Lower back and neck pain are among the most common reasons that people seek medical care. These issues greatly affect their ability to work and manage daily activities of life. The latest Global Burden of Disease study reveals that back pain has the second highest number of Disability Adjusted Life Years (DALYs) in the United States.

If you suffer from this type of pain, you're likely looking for solutions. As you do, it's wise to consider all of your options – surgical and nonsurgical. Oliver Tannous, MD, says that the first step is to figure out exactly where your pain is coming from.
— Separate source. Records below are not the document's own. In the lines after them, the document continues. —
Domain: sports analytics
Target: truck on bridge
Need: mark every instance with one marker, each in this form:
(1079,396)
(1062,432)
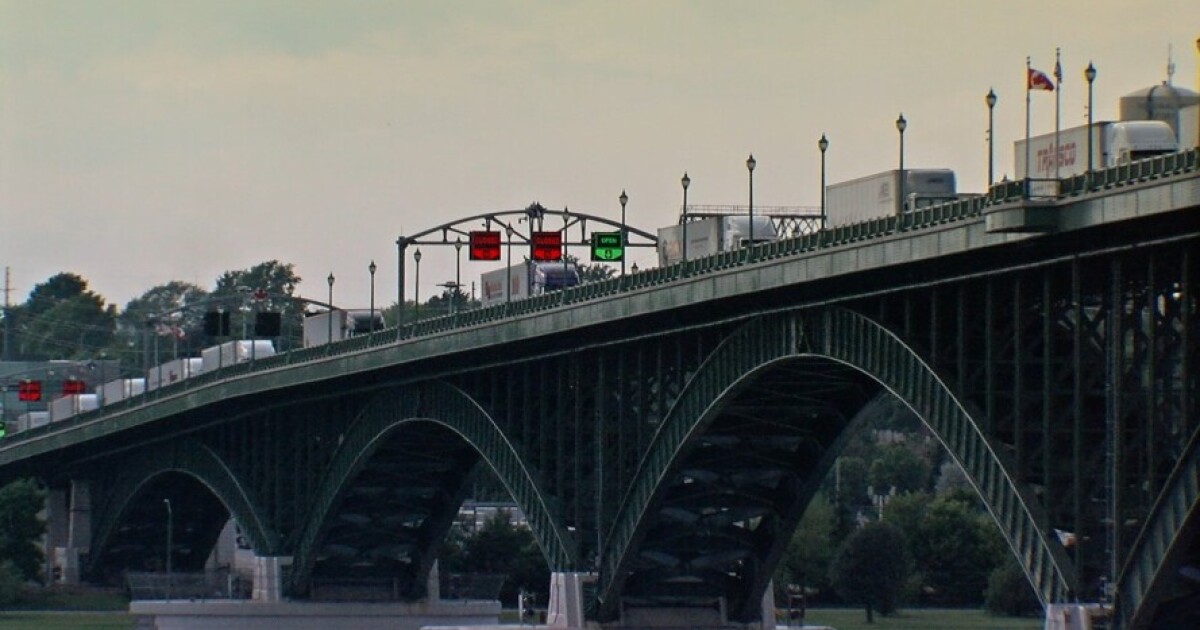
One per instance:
(1113,143)
(877,196)
(713,234)
(526,280)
Listen in as Dr. Tannous describes the variations of back pain, nonsurgical therapies, and which surgical treatments work best for certain patients.
Neck and Back Pain Basics: What You Need to Know
Featured Speaker:
Oliver O. Tannous, MD
Oliver Tannous, MD, is an orthopaedic spine surgeon at MedStar Washington Hospital Center. As a spine specialist, he utilizes state-of-the-art, minimally invasive and motion preservation techniques to treat conditions of the bones, discs, and nerves of the neck and back.

His clinical focus includes disorders of the cervical, thoracic, and lumbar spine, ranging from isolated disc herniation to complex deformities and failed surgeries. His research interests include optimizing patient outcomes after surgery and improving techniques for eliminating postoperative spinal infections.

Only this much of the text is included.